Curator in Charge, American Section; Sally and Alvin Shoemaker Professor in Anthropologyv at the University of Pennsylvania
Specialties/Interests:
Archaeology
Maya civilization
Origins of ancient states,
Evolution of human societies
Current/Past Research:
Dr. Robert J. Sharer received his Ph.D. from the University of Pennsylvania in 1968 and he has taught in the anthropology department at Penn for over 30 years. He is a Fellow of the American Academy of Arts and Sciences and the Society of Antiquaries of London, and a member of the American Anthropological Association and the Society for American Archaeology. He has conducted research in Central America for over 40 years, directing long-term multidisciplinary archaeological projects at Chalchuapa, El Salvador (1966-70), in the Salama Valley, Guatemala (1971-74), at Quirigua, Guatemala (1974-79), and at Copán, Honduras (1988-2002). He has also studied a contemporary Maya community in the northwest highlands of Guatemala, and conducted archaeological surveys and excavations of Late Preclassic settlement at El Mirador, Guatemala, and on the north coast of Honduras. In his most recent research he directed the Early Copán Acropolis Program for Penn Museum and the Instituto Hondureño de Antropología e Historia, excavating the royal Acropolis of the lowland Maya site of Copan, Honduras. This project combined archaeological and historical data to reveal the origin and development of the Copán state between 400 and 650 AD.

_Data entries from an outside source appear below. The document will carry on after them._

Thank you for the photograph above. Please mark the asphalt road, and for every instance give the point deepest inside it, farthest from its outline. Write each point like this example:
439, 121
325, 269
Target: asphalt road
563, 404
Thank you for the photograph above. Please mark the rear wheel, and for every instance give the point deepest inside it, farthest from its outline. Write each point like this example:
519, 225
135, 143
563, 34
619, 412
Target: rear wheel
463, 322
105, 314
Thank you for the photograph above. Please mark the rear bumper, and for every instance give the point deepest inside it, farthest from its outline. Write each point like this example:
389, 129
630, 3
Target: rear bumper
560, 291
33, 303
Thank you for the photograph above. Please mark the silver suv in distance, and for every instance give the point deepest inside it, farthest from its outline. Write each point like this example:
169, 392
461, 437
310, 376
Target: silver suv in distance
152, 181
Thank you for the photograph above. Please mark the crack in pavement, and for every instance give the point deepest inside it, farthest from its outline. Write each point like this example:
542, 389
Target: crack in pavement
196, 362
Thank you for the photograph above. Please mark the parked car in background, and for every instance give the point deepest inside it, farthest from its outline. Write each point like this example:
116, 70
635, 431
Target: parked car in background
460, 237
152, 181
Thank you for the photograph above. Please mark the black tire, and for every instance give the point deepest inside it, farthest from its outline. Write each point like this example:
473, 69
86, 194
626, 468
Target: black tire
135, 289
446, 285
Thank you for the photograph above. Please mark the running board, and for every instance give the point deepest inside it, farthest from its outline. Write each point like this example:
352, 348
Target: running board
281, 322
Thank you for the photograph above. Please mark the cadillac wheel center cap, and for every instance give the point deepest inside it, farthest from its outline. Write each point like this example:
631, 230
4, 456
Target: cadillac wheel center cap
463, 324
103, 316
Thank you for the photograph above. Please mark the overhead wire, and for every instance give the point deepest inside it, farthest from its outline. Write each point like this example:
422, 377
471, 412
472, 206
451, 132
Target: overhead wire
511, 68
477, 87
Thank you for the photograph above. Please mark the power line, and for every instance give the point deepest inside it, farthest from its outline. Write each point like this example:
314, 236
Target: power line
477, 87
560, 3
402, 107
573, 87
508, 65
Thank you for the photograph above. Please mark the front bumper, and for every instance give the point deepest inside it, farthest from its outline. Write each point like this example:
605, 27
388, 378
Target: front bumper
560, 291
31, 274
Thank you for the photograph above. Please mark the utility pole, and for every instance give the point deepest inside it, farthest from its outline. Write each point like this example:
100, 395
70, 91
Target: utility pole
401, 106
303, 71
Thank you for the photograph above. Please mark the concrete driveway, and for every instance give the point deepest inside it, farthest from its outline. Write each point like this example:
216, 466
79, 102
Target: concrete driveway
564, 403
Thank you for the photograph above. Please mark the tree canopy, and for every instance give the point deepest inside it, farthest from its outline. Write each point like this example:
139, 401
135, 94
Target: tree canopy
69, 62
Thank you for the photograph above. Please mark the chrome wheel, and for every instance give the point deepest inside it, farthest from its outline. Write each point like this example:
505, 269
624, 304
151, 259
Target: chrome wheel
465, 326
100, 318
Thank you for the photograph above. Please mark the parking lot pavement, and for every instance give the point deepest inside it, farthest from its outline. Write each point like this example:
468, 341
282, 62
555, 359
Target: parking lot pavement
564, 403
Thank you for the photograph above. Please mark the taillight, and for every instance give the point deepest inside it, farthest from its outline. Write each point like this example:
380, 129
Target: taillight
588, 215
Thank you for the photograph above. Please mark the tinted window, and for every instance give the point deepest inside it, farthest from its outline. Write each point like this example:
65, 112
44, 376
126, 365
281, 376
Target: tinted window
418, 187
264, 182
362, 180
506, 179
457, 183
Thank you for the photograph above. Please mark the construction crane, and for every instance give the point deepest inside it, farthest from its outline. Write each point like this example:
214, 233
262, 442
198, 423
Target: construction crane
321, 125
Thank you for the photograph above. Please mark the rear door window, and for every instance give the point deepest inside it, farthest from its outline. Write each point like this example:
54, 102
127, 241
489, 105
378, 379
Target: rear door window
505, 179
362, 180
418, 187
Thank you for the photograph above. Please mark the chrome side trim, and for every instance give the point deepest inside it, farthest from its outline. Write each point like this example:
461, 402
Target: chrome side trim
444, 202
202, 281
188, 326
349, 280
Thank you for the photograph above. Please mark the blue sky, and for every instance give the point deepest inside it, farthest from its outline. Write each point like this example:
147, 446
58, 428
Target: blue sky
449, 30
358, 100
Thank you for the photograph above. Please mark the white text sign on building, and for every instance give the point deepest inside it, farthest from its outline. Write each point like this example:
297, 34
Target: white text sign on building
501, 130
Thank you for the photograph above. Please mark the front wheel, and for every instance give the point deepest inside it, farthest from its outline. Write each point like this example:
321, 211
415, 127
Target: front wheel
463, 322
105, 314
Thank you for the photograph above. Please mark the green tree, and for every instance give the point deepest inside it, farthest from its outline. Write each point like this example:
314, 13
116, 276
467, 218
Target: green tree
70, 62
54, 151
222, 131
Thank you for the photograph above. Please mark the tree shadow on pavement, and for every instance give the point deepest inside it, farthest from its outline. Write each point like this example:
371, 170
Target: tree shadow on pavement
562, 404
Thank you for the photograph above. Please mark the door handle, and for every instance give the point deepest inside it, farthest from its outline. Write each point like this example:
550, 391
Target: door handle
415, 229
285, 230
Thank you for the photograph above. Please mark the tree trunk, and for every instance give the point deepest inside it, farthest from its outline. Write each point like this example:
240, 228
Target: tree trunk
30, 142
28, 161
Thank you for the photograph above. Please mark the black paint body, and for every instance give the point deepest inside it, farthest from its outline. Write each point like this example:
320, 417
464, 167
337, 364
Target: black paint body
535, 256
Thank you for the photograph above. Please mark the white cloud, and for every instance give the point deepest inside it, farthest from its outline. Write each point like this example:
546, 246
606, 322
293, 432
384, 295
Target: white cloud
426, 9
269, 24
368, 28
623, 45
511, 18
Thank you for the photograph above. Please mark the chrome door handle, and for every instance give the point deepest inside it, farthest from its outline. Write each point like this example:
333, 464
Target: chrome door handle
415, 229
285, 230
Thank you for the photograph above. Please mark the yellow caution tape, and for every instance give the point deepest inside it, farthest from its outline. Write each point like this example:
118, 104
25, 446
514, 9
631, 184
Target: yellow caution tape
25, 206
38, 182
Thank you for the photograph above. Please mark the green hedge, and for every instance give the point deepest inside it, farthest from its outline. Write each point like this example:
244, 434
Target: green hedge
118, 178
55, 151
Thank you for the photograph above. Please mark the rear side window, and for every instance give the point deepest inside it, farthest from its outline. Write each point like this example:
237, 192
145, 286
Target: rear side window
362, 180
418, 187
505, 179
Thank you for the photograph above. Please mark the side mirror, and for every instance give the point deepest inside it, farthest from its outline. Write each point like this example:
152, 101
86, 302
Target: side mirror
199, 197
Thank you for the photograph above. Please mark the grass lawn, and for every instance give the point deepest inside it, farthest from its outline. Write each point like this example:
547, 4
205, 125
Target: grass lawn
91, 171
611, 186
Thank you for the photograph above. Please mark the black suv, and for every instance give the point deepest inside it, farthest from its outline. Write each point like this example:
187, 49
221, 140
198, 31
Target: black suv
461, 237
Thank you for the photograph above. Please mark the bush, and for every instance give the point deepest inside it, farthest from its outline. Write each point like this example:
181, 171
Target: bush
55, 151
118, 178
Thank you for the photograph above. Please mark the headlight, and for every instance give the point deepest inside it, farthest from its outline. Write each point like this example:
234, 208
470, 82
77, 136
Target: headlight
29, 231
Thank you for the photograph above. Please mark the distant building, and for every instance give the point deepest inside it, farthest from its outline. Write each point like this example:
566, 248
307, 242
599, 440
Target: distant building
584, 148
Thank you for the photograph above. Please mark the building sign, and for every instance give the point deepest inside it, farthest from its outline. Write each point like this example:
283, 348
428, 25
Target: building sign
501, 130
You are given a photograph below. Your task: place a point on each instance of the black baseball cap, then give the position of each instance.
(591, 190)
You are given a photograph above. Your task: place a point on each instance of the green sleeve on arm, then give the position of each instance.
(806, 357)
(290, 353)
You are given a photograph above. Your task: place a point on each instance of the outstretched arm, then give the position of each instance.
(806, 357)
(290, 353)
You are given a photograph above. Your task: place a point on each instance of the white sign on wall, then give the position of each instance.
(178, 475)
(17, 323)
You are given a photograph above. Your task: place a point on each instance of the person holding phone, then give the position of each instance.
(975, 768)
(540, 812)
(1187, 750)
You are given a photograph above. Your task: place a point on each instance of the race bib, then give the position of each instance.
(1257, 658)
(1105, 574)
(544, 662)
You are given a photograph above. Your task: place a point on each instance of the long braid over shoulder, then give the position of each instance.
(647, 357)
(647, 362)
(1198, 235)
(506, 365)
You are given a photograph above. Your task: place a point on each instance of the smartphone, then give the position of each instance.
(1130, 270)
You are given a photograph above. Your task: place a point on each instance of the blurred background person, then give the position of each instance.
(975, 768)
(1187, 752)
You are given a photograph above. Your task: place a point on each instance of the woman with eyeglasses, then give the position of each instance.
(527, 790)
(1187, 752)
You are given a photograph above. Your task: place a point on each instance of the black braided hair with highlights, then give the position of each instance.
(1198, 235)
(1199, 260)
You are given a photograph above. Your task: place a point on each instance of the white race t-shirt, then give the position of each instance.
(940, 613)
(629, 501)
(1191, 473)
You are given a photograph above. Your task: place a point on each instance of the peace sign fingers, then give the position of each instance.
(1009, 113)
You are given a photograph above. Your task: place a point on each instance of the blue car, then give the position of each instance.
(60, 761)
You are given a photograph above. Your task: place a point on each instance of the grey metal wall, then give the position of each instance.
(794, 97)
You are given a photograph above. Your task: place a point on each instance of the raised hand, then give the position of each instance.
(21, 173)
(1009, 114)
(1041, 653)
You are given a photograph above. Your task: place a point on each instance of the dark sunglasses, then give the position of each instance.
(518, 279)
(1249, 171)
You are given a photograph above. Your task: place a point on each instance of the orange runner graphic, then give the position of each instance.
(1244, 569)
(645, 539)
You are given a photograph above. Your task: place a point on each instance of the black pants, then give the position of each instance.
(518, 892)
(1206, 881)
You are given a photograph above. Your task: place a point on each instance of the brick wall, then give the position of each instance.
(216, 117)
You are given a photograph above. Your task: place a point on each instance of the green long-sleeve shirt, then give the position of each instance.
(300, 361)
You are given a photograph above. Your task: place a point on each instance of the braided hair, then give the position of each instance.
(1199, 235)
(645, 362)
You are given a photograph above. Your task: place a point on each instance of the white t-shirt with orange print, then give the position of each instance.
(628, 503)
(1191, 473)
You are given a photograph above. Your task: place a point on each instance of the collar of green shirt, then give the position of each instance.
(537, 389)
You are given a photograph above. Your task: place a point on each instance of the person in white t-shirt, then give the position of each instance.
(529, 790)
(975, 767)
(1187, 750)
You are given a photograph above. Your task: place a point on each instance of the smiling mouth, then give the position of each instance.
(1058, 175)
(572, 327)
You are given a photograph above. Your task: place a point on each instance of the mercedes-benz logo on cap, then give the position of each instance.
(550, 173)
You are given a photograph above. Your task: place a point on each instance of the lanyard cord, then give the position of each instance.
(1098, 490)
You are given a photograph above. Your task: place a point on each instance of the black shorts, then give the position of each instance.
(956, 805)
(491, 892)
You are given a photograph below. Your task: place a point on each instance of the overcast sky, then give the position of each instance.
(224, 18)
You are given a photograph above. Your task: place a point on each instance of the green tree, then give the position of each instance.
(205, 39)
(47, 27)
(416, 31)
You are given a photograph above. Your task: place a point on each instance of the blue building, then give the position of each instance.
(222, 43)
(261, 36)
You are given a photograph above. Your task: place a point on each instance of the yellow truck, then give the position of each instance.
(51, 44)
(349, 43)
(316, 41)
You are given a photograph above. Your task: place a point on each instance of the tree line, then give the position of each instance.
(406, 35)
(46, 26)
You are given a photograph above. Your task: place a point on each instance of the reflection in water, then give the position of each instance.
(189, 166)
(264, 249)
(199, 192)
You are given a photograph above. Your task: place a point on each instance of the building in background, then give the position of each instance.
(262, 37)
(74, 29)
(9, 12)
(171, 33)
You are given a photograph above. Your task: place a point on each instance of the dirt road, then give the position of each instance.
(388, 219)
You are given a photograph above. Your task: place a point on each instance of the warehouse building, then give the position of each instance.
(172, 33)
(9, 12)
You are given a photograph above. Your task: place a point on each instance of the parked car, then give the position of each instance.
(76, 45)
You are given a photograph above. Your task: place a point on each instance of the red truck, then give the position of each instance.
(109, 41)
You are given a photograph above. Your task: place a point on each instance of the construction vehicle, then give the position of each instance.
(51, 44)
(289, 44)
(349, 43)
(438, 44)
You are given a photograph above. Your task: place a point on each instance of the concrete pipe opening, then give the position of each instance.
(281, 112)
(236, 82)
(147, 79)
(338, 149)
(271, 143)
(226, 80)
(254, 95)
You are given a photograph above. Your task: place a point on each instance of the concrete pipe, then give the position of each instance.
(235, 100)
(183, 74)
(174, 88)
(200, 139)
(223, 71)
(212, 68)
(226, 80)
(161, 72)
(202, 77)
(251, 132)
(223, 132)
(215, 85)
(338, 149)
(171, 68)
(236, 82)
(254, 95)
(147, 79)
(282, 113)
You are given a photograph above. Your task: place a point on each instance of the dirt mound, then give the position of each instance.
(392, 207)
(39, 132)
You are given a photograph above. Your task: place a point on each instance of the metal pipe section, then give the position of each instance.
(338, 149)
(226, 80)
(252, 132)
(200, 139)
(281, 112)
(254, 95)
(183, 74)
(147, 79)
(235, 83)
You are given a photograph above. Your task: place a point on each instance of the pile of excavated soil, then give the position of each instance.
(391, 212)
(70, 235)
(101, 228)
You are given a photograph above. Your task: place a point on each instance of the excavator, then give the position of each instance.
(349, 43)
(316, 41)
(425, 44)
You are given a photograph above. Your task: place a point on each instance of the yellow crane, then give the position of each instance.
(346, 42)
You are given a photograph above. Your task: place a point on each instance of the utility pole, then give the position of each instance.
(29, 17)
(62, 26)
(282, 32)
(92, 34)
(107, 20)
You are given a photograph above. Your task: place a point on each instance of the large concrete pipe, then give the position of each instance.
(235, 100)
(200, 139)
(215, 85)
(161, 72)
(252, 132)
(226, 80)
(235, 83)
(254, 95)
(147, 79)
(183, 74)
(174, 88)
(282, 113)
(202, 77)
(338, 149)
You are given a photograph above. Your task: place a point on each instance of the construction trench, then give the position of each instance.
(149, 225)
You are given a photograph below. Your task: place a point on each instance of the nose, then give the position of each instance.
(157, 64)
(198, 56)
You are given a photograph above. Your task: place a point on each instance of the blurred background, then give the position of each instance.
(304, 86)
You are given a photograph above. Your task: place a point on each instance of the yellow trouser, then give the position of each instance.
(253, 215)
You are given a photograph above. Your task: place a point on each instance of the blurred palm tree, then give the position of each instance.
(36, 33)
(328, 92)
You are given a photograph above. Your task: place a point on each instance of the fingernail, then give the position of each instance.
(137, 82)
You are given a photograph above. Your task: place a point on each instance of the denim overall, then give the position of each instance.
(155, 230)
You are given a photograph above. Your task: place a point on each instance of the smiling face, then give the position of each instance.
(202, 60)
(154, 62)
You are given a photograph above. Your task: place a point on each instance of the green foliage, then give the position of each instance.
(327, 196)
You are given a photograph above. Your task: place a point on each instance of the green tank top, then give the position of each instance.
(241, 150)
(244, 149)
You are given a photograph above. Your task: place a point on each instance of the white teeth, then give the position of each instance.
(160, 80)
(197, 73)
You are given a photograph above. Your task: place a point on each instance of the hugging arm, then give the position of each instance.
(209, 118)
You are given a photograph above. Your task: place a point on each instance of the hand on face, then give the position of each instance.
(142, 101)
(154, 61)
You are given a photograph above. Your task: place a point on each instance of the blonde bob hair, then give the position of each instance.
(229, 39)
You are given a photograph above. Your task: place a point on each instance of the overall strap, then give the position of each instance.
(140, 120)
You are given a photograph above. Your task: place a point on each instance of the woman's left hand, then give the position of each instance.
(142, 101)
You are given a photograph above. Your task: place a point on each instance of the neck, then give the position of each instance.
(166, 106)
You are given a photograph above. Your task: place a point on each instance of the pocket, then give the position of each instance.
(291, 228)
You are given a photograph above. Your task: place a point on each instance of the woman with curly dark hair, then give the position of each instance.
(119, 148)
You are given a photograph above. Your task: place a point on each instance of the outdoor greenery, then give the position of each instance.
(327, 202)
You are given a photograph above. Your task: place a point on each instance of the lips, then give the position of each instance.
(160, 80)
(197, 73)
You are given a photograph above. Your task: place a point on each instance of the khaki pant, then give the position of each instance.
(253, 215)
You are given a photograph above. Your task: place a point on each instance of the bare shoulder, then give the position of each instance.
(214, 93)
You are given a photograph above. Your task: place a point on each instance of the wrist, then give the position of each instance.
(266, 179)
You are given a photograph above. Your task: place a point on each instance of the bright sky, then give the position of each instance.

He has published over 100 scholarly articles, and is co-author of two archaeology textbooks and several monographs reporting the results of his archaeological research, including a three volume Chalchuapa report (1978), and a one volume Verapaz report (1987). He is general editor of the Quirigua Reports, with four volumes published (1979, 1983, 1993, and 2007), and general editor of the forthcoming Early Classic Copan Acropolis Reports. He has co-edited five books, including Regional Perspectives on the Olmec (1989) and Understanding Early Classic Copán (2004), and is the author of Quirigua: A Classic Maya Center and Its Sculpture (1990), Everyday Life in Maya Civilization (1996), and two previous editions of The Ancient Maya (1983 and 1994). A completely revised and expanded edition of The Ancient Maya, published in 2005, combines a 2500-year history of Maya society with discussions of the central roles played by economic, sociopolitical, and ideological factors in the growth and development of this extraordinary civilization. By illuminating the Maya past The Ancient Maya offers a more complete context for understanding the Maya people of today and their continuing struggle to restore their cultural heritage and attain their rightful standing in the contemporary world.